Object-Orientation FAQ

1.2) What Is Object Encapsulation (Or Protection)?

[Booch 91, p. 45] defines: "Encapsulation is the process of hiding all of the
details of an object that do not contribute to its essential characteristics."
[Coad 91, 1.1.2] defines: "Encapsulation (Information Hiding).  A principle,
used when developing an overall program structure, that each component of a
program should encapsulate or hide a single design decision...  The interface
to each module is defined in such a way as to reveal as little as possible
about its inner workings.  [Oxford, 1986]"
Some languages permit arbitrary access to objects and allow methods to be
defined outside of a class as in conventional programming.  Simula and
Object Pascal provide no protection for objects, meaning instance variables
may be accessed wherever visible.  CLOS and Ada allow methods to be defined
outside of a class, providing functions and procedures.  While both CLOS
and Ada have packages for encapsulation, CLOS's are optional while Ada's
methodology clearly specifies class-like encapsulation (Adts).
However most object-oriented languages provide a well defined interface to
their objects thru classes.  C++ has a very general encapsulation/protection
mechanism with public, private and protected members.  Public members (member
data and member functions) may be accessed from anywhere.  A Stack's Push and
Pop methods will be public.  Private members are only accessible from within
a class.  A Stack's representation, such as a list or array, will usually be
private.  Protected members are accessible from within a class and also from
within subclasses (also called derived classes).  A Stack's representation
could be declared protected allowing subclass access.  C++ also allows a
class to specify friends (other (sub)classes and functions), that can access
all members (its representation).  Eiffel 3.0 allows exporting access to
specific classes.
For another example, Smalltalk's class instance variables are not accessible
from outside of their class (they are not only private, but invisible).

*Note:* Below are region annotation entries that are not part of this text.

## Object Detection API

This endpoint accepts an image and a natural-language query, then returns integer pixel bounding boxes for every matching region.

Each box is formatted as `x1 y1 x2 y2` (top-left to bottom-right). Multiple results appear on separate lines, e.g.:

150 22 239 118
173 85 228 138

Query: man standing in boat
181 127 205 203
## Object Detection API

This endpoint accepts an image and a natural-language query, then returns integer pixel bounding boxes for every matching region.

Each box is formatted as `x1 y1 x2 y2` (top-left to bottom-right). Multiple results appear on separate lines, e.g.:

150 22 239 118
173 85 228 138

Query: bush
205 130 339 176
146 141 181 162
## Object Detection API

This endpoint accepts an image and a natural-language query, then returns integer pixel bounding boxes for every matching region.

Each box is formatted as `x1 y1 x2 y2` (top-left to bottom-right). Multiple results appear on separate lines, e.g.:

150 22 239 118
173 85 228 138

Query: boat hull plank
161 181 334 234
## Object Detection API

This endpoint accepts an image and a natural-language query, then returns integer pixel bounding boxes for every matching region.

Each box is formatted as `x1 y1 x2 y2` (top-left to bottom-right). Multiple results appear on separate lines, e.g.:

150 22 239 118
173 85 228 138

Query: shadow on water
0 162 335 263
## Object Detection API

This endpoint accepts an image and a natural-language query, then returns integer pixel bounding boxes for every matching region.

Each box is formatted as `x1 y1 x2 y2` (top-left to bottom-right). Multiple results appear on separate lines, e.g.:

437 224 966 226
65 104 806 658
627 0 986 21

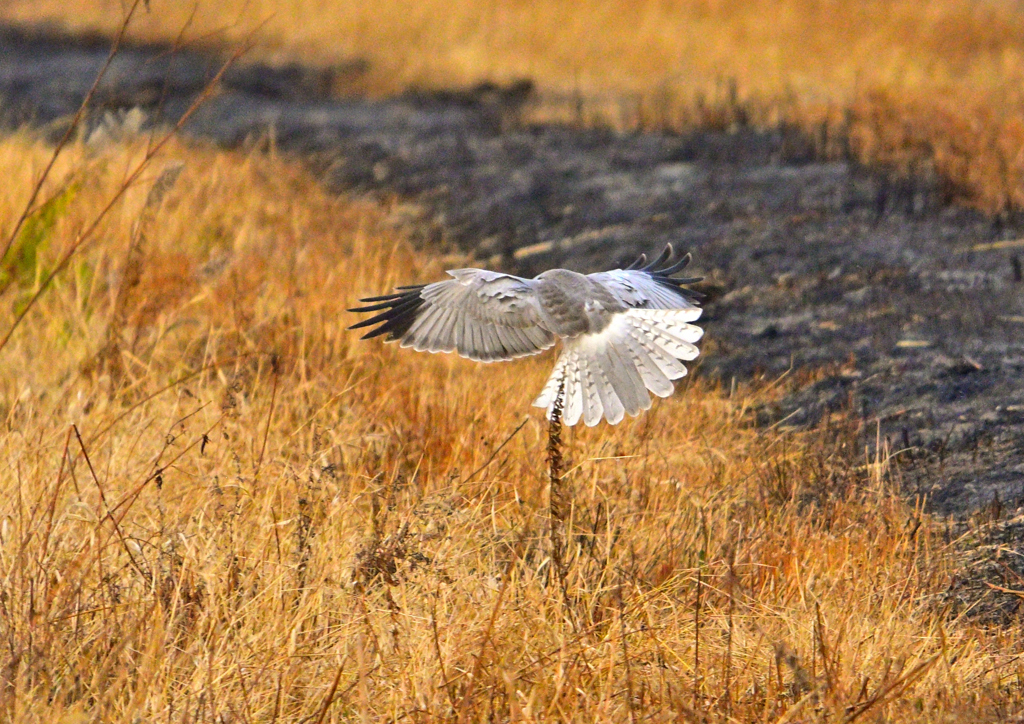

Smalltalk's methods are all public (can be invoked from anywhere), but a
private specifier indicates methods should not be used from outside of the
class.  All Smalltalk instance variables can be accessed by subclasses,
helping with abstract classes and overriding.
Another issue is per-object or per-class protection.  Per-class protection
is most common (e.g. Ada, C++, Eiffel), where class methods can access any
object of that class and not just the receiver.  Methods can only access the
receiver in per-object protection.  This supports a subtyping model, as any
object other than the receiver is only satisfying an abstract type interface,
whereby no method or object structure can be inferred in the general case.